At schools with unionized faculty (about 25% of all faculty, especially adjuncts and lecturers) or at employers with step-based promotion/compensation systems like the University of California’s for tenure-track faculty, you’ll have less leeway to negotiate the terms of your employment in terms of compensation and promotion. This is almost certainly a good thing for most faculty and promotes much greater equity than what you see at more common free-for-all-negotiation institutions, but for those with lots of leverage from other offers, it probably lowers the salary ceiling. Be sure to educate yourself about the terms of the faculty’s employment policies before negotiating to avoid wasting energy and non-negotiable points.

Benefits

Most university benefits for faculty are non-negotiable. The retirement plan, health / dental / vision insurance plan, life and disability insurance options, and other HR policies apply the same university-wide, at least for faculty in the same employment class. So these benefits can vary significantly across universities or even within universities between faculty hired at different time points, but for faculty hired in the same year, they’ll all be the same.

How Should You Prioritize Requests When Negotiating Tenure-Track Academic Job Offers?

You won’t be able to negotiate effectively on all of the issues listed above.

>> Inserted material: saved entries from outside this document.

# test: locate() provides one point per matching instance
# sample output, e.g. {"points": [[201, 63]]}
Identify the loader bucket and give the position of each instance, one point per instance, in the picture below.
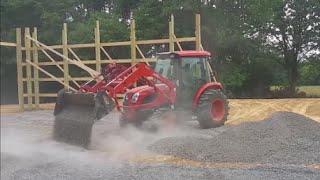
{"points": [[75, 114]]}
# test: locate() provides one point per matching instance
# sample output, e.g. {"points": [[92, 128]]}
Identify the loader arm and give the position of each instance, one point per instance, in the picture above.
{"points": [[139, 71]]}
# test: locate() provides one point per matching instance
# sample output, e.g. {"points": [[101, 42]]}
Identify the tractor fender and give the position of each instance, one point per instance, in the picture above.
{"points": [[202, 89]]}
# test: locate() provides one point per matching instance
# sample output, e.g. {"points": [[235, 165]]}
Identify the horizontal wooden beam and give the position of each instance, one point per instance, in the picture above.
{"points": [[185, 39], [43, 95], [94, 62], [80, 45], [153, 41], [10, 44], [53, 80], [123, 43]]}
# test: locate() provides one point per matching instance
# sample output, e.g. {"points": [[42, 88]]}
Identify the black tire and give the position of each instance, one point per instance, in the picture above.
{"points": [[204, 111]]}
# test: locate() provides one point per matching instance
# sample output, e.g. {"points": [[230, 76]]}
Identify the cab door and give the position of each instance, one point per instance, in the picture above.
{"points": [[192, 76]]}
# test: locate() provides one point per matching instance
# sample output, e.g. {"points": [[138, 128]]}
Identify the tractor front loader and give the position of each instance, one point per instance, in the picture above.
{"points": [[181, 80]]}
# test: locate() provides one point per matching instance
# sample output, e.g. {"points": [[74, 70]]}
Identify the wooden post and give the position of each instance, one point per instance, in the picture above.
{"points": [[97, 46], [133, 42], [198, 33], [19, 69], [35, 70], [28, 58], [171, 34], [65, 53]]}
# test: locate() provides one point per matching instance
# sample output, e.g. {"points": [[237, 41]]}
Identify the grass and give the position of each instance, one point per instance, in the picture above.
{"points": [[309, 90]]}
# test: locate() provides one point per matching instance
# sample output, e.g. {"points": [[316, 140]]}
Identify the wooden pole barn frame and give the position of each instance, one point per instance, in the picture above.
{"points": [[27, 55]]}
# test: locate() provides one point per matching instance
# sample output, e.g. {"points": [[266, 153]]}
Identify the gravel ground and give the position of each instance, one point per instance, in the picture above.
{"points": [[286, 138], [28, 152]]}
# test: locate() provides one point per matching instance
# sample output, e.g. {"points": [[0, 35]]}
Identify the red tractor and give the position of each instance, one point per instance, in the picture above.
{"points": [[181, 80]]}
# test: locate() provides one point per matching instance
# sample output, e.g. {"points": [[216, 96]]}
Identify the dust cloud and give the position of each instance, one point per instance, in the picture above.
{"points": [[29, 136]]}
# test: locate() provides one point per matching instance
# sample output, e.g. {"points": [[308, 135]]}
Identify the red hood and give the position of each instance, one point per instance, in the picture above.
{"points": [[145, 90]]}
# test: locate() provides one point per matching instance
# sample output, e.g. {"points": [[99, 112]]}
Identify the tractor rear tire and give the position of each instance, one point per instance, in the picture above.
{"points": [[212, 109]]}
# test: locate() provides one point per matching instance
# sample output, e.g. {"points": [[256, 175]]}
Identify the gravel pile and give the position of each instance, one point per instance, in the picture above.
{"points": [[283, 138]]}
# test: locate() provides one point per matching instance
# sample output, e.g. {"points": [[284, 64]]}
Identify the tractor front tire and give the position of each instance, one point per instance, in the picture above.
{"points": [[212, 109], [124, 122], [136, 121]]}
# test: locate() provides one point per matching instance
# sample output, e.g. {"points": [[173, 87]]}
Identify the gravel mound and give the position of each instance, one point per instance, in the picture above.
{"points": [[285, 137]]}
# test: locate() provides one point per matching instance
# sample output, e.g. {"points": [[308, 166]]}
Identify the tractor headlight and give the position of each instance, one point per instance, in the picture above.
{"points": [[135, 97], [126, 97]]}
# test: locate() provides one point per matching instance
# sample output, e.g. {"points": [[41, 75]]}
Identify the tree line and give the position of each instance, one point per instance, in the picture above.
{"points": [[256, 43]]}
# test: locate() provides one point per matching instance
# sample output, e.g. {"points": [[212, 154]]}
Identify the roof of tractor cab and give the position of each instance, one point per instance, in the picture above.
{"points": [[188, 53]]}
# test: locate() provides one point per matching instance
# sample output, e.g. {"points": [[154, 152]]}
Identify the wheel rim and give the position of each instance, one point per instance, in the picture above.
{"points": [[217, 110]]}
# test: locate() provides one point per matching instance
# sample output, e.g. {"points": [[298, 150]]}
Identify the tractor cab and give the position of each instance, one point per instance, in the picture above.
{"points": [[187, 69]]}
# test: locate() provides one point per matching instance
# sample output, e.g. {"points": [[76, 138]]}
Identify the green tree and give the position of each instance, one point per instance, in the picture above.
{"points": [[290, 28]]}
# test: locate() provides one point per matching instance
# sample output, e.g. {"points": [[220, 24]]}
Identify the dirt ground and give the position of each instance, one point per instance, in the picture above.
{"points": [[243, 110], [186, 152]]}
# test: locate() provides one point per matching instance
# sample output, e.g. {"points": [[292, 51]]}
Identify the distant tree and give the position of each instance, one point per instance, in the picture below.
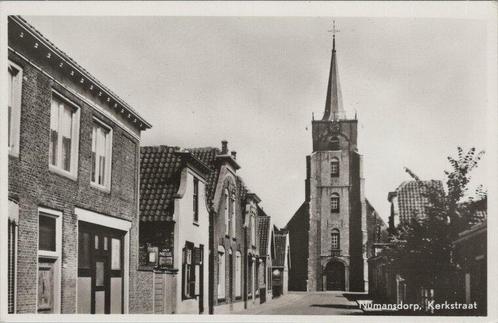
{"points": [[421, 250]]}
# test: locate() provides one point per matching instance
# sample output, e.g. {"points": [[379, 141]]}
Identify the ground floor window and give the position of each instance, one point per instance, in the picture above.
{"points": [[49, 259], [188, 271]]}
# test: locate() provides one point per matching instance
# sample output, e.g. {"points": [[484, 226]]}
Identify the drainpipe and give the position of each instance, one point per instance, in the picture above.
{"points": [[211, 261], [246, 259]]}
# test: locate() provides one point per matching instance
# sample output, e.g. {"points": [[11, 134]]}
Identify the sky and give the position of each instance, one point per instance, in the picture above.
{"points": [[418, 86]]}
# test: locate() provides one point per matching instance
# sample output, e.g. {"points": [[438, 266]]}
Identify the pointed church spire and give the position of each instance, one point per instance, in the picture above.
{"points": [[333, 103]]}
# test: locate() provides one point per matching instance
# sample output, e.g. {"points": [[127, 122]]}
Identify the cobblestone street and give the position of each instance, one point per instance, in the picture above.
{"points": [[303, 303]]}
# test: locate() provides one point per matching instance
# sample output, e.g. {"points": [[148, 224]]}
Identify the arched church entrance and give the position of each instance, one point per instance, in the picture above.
{"points": [[335, 275]]}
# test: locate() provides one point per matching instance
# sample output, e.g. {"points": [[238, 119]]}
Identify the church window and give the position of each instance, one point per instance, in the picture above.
{"points": [[334, 143], [335, 239], [334, 203], [334, 168]]}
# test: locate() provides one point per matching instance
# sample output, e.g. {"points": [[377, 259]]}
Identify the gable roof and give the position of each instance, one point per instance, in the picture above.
{"points": [[412, 198], [160, 174], [160, 171]]}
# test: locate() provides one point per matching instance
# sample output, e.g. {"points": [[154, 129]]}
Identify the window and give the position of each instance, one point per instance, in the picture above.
{"points": [[13, 210], [221, 273], [14, 107], [334, 143], [63, 147], [225, 213], [335, 242], [188, 271], [238, 275], [49, 254], [196, 200], [101, 154], [334, 167], [234, 215], [334, 203], [231, 210], [253, 230]]}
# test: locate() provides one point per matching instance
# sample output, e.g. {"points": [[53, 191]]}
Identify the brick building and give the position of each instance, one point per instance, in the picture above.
{"points": [[235, 260], [334, 211], [280, 262], [174, 230], [73, 185]]}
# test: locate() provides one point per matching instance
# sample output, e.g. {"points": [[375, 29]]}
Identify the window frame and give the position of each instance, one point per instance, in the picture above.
{"points": [[55, 256], [337, 234], [334, 164], [14, 132], [188, 272], [221, 273], [195, 198], [75, 136], [108, 163], [226, 211], [335, 143], [335, 197]]}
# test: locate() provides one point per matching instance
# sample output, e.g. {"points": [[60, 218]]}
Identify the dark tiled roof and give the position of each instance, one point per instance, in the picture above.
{"points": [[280, 252], [412, 197], [160, 170], [263, 224]]}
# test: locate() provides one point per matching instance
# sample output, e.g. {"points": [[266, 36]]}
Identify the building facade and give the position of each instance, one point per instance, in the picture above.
{"points": [[73, 184], [174, 230], [335, 202]]}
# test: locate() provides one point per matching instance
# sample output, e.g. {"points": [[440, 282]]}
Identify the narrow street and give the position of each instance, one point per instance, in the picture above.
{"points": [[306, 303]]}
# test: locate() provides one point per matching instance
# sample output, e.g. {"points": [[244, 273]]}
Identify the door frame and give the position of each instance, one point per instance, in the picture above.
{"points": [[112, 223], [328, 271]]}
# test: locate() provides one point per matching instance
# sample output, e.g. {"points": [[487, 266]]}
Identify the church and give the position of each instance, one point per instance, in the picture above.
{"points": [[328, 233]]}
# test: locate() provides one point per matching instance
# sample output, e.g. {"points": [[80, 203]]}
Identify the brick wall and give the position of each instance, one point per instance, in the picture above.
{"points": [[31, 182]]}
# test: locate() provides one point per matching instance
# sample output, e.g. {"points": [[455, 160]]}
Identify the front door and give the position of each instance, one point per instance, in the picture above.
{"points": [[100, 269], [335, 275]]}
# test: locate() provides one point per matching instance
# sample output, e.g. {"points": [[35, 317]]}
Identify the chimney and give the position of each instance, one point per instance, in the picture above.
{"points": [[224, 147]]}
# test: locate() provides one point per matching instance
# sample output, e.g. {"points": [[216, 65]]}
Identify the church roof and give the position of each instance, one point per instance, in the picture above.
{"points": [[333, 102]]}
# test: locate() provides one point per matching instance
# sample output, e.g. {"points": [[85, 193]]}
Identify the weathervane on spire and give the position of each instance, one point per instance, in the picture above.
{"points": [[333, 31]]}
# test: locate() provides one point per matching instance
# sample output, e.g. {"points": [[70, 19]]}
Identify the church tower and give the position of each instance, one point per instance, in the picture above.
{"points": [[335, 193]]}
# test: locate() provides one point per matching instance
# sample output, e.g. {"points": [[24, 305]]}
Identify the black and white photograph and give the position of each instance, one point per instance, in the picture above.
{"points": [[262, 160]]}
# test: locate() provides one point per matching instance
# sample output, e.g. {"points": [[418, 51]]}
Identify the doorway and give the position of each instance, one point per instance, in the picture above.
{"points": [[335, 273], [100, 269]]}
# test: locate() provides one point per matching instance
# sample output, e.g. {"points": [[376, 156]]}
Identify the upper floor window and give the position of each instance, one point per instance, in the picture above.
{"points": [[14, 108], [225, 212], [234, 216], [196, 200], [334, 143], [335, 242], [64, 130], [101, 154], [334, 203], [334, 167], [253, 230]]}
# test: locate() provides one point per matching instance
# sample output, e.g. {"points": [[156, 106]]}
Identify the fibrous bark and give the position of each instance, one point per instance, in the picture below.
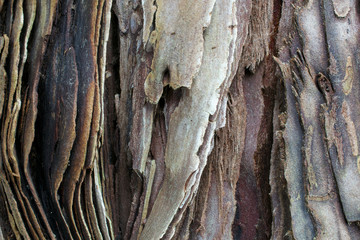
{"points": [[174, 119]]}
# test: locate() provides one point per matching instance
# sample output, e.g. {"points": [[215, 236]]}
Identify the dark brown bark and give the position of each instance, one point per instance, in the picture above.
{"points": [[219, 119]]}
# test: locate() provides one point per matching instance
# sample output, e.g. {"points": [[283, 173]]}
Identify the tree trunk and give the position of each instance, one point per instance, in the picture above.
{"points": [[169, 119]]}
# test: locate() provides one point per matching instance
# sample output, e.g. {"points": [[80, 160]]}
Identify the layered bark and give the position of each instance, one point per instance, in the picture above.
{"points": [[179, 119]]}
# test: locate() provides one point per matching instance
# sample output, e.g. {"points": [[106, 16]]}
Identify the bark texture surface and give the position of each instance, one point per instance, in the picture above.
{"points": [[169, 119]]}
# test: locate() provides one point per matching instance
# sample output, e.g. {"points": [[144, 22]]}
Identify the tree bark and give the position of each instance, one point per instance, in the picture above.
{"points": [[169, 119]]}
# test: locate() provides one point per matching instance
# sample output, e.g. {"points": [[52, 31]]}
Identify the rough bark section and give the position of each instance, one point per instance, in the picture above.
{"points": [[317, 152], [34, 177]]}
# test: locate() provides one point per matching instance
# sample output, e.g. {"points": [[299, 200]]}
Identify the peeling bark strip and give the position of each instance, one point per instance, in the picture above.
{"points": [[169, 119]]}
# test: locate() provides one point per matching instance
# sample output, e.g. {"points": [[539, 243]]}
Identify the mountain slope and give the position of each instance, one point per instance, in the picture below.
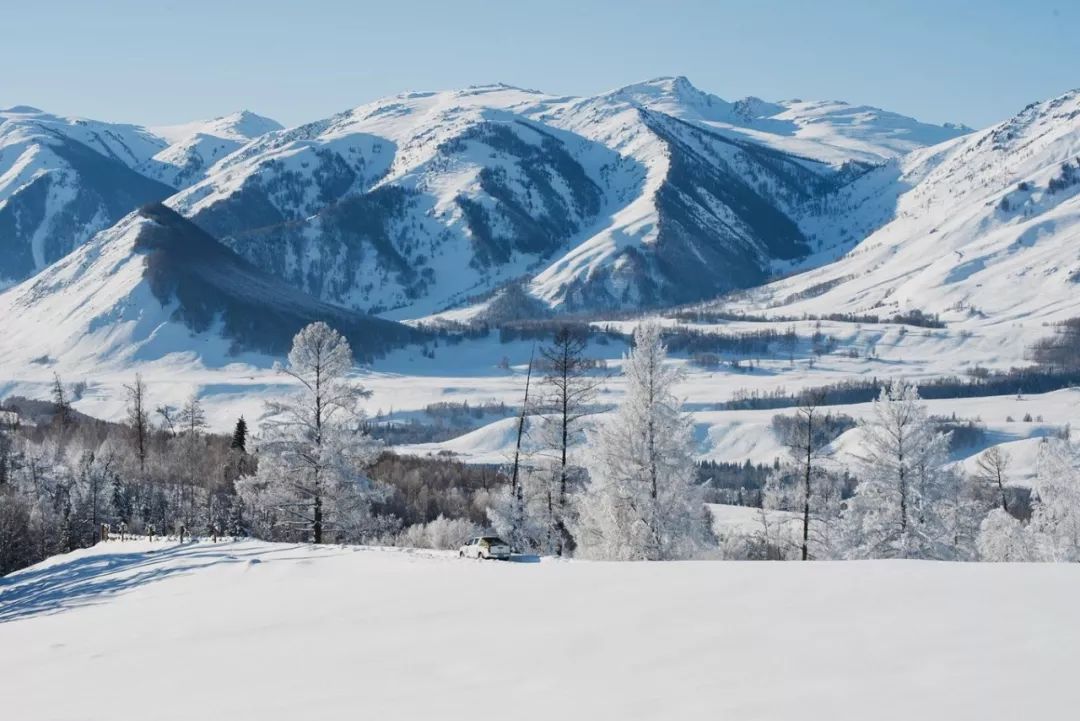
{"points": [[62, 180], [412, 204], [154, 285], [831, 131], [984, 229], [194, 147]]}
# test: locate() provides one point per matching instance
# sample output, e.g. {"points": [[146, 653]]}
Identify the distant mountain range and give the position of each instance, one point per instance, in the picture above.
{"points": [[649, 195]]}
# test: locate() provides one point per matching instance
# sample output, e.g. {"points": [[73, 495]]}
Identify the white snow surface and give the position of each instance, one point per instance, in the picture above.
{"points": [[262, 631]]}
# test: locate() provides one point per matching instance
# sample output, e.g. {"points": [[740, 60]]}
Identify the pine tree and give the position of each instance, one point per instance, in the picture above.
{"points": [[640, 501], [62, 405], [569, 390], [240, 436], [313, 451], [991, 468]]}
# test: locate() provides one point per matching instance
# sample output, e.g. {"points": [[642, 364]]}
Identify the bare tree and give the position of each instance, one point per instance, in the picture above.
{"points": [[516, 492], [138, 420], [991, 467], [192, 422], [569, 389]]}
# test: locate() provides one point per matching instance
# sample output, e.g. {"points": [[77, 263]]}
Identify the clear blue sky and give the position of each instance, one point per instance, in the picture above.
{"points": [[159, 62]]}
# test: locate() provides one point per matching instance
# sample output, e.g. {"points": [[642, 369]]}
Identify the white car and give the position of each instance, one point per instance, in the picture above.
{"points": [[486, 547]]}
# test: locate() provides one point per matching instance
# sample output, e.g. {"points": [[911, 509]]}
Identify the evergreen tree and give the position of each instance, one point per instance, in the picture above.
{"points": [[62, 405], [569, 389], [240, 436]]}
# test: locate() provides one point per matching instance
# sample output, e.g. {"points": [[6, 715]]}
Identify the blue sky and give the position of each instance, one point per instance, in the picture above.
{"points": [[159, 62]]}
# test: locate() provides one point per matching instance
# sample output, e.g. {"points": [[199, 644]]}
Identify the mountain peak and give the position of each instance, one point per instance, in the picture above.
{"points": [[22, 110], [675, 95]]}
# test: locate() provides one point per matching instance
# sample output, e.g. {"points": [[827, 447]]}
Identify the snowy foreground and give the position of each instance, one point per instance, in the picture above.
{"points": [[256, 630]]}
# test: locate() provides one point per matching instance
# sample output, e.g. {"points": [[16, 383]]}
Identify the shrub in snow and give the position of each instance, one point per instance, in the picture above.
{"points": [[1002, 538], [1055, 506], [442, 533], [642, 501]]}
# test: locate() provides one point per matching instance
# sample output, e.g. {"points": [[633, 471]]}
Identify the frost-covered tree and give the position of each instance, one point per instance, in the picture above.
{"points": [[138, 420], [62, 404], [892, 513], [957, 505], [239, 441], [990, 468], [806, 485], [313, 452], [521, 513], [191, 425], [1003, 538], [642, 501], [568, 391], [1055, 507]]}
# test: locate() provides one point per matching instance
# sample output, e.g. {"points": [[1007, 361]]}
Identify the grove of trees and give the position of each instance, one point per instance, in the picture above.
{"points": [[619, 486]]}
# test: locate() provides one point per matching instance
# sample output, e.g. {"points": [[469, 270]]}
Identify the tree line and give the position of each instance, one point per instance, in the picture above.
{"points": [[624, 486]]}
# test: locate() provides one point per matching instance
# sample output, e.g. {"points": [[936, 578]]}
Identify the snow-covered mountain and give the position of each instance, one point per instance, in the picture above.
{"points": [[829, 131], [154, 285], [639, 196], [194, 147], [985, 229], [63, 179], [650, 194]]}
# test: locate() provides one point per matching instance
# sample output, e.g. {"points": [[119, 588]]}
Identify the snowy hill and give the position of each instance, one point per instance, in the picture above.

You’re going to need to prioritize. A good guideline is to ask for no more than three big things when negotiating your tenure-track academic job offer. Big things include salary increases, spouse/partner hires, major course release or summer salary requests, and significant adjustments to the start-up package. Figure out what your big requests are and how you rank them in importance, and you have the major outlines of your counterproposal. As you decide how much to ask for on each of these things, remember that without another offer to bid things up, they will not offer you more than you ask for. Ask for more than you would be willing to accept within reason, then prepare to meet in the middle.

Your counterproposal is also your chance to ask for small things. I didn’t list all of these above because this post is already quite long, but this might include assurances of how many new course preps you’ll be expected to do while on the tenure-track, what sorts of service obligations you’ll be expected to undertake, and other job- and life-enhancing matters within your department’s control that would be nice to have. It’s good to ask for these things while you have leverage (remember, they prefer you to the next person!), and it often costs them very little to grant them. Just be reasonable about it and you’ll probably get a lot of yeses on these. However, you should be aware that these often will not be part of the offer letter (which is a legal document subject to approval from the top reaches of the university and thus not infinitely malleable) — instead, ask for a written assurance from the department chair of their intention to honor these requests.

That’s a lot to process, but the takeaway is all up front:

  1. Just negotiate. It’s expected!
  2. Ask for what you need.
  3. Ask for what would get you to yes.

The rest are details of issues to think about when following this takeaway advice. If you’re unclear how to proceed, be sure to talk to your advisor, or ask questions in the comments. You got this!